New Trends for Modern Machine Translation with Large Reasoning Models
Proceedings of the Fifteenth Language Resources and Evaluation Conference (LREC 2026)
Abstract
Recent advances in Large Reasoning Models (LRMs), particularly those leveraging Chain-of-Thought reasoning (CoT), have opened brand new possibilities for Machine Translation (MT). This position paper argues that LRMs substantially transform traditional neural MT as well as LLMs-based MT paradigms by reframing translation as a dynamic reasoning task that requires contextual, cultural, and linguistic understanding and reasoning. We identify three foundational shifts: 1) contextual coherence, where LRMs resolve ambiguities and preserve discourse structure through explicit reasoning over cross-sentence and complex context or even lack of context; 2) cultural intentionality, enabling models to adapt outputs by inferring speaker intent, audience expectations, and socio-linguistic norms; 3) self-reflection, LRMs can perform self-reflection during inference to correct the potential translation errors, particularly in extremely noisy cases, showing better robustness compared to simply mapping X->Y translation.
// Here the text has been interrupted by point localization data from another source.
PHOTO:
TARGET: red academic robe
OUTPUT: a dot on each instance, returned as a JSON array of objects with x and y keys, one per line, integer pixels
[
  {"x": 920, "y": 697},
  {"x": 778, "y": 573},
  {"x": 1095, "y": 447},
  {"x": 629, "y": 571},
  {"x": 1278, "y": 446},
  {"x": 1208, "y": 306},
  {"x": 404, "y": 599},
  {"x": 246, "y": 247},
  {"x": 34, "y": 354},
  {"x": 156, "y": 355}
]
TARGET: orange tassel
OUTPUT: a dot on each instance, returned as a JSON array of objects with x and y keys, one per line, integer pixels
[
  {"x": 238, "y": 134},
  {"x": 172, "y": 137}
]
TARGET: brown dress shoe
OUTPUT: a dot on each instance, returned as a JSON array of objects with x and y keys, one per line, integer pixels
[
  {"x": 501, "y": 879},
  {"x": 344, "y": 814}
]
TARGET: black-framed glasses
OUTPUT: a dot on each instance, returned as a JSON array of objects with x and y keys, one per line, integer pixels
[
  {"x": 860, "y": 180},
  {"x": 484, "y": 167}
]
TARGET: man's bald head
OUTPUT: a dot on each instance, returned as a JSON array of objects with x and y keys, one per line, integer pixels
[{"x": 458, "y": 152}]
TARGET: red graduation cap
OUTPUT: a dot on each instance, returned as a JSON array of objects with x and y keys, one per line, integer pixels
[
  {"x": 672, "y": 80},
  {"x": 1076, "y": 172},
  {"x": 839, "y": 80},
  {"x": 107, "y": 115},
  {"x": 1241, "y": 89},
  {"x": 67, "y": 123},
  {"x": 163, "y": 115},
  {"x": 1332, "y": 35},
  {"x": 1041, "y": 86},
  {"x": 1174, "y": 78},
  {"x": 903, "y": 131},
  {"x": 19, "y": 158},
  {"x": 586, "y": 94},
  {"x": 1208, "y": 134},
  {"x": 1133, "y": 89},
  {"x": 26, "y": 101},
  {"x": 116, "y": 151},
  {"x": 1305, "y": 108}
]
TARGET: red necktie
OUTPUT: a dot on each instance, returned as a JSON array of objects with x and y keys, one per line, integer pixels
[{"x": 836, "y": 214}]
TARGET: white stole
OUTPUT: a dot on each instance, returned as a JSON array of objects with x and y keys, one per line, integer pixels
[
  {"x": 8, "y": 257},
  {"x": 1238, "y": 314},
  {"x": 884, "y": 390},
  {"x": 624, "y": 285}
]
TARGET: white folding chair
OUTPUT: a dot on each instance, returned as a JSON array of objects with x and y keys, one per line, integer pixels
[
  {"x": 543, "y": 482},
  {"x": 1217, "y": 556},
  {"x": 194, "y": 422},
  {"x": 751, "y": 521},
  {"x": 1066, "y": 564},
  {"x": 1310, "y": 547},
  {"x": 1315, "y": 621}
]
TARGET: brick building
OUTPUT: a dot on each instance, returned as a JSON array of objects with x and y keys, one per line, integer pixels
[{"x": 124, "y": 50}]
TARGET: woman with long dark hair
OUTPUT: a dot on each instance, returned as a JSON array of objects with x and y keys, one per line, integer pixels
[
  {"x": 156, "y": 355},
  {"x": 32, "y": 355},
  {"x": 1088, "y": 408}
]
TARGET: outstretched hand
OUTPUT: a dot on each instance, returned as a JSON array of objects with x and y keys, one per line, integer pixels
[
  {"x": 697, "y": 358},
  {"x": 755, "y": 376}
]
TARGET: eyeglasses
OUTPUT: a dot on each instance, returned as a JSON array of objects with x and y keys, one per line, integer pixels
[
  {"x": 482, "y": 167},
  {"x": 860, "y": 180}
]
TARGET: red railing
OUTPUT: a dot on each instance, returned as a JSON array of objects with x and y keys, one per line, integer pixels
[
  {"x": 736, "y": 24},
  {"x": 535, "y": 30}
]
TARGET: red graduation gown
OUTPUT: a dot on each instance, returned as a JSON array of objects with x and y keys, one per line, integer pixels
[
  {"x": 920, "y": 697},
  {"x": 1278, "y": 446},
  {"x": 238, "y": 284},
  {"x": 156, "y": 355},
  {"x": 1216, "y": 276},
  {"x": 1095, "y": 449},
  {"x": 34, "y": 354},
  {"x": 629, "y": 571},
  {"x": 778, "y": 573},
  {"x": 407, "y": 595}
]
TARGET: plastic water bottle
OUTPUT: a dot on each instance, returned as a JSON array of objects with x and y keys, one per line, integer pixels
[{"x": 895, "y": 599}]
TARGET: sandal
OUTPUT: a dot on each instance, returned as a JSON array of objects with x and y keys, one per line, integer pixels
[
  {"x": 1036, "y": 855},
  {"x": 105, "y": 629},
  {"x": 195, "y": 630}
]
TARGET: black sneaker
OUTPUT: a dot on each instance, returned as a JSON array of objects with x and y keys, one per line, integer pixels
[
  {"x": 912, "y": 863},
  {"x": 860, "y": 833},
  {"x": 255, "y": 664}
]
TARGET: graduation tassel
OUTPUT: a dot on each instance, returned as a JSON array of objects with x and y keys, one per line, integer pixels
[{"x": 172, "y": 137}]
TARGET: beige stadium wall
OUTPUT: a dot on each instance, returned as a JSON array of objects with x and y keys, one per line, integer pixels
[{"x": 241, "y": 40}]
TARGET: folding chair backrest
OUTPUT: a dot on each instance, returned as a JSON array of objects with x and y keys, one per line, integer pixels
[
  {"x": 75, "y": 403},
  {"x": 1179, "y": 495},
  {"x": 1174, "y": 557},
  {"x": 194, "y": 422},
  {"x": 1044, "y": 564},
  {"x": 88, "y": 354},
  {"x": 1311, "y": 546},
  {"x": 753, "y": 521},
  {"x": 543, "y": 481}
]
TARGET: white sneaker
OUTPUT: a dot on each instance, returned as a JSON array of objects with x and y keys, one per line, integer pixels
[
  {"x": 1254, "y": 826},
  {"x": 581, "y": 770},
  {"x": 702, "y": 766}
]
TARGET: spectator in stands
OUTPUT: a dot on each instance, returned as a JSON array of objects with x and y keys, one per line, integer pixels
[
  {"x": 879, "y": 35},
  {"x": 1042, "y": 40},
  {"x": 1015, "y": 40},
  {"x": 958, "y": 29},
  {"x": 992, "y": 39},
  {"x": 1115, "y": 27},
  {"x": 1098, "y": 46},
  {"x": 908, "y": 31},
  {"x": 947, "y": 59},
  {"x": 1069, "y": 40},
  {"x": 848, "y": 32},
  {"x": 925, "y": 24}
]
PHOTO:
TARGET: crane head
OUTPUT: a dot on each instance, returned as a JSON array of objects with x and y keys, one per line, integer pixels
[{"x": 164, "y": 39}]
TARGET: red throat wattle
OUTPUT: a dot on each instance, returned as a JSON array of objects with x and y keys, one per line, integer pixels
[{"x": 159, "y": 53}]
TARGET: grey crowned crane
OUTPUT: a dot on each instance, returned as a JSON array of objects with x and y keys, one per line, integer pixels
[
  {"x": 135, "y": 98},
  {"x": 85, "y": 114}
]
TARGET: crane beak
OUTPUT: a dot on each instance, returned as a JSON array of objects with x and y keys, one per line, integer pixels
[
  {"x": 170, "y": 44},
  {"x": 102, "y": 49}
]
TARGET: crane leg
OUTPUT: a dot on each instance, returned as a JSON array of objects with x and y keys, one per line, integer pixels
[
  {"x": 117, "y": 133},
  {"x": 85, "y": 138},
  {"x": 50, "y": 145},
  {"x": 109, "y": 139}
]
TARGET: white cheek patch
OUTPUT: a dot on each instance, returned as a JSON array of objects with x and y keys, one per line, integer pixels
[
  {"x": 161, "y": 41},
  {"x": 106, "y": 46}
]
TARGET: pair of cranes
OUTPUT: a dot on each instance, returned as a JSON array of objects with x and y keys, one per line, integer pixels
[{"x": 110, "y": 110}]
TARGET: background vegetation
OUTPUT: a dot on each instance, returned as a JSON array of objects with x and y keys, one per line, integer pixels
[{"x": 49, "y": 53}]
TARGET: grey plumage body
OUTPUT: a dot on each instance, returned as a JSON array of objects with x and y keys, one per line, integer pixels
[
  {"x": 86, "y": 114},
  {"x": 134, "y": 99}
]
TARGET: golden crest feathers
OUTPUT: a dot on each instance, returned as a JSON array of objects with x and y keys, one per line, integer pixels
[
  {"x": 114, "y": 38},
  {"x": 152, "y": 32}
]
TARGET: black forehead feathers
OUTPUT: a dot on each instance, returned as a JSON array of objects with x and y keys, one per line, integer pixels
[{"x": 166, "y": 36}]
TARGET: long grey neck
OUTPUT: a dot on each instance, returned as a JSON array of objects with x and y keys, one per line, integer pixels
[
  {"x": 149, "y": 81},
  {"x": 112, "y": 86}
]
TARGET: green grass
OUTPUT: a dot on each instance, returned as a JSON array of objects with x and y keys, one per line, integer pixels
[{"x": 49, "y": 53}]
We explore various scenarios in translation including stylized translation, document-level translation and multimodal translation by showcasing empirical examples that demonstrate the superiority of LRMs in translation. We also identify several interesting phenomena for LRMs for MT including auto-pivot translation as well as the critical challenges such as over-localisation in translation and inference efficiency. In conclusion, we argue that LRMs redefine translation systems not merely as text converters but as multilingual cognitive agents capable of reasoning about meaning beyond the text. This paradigm shift reminds us to think of problems in translation beyond traditional translation scenarios in a much broader context with LRMs - what we can achieve on top of it.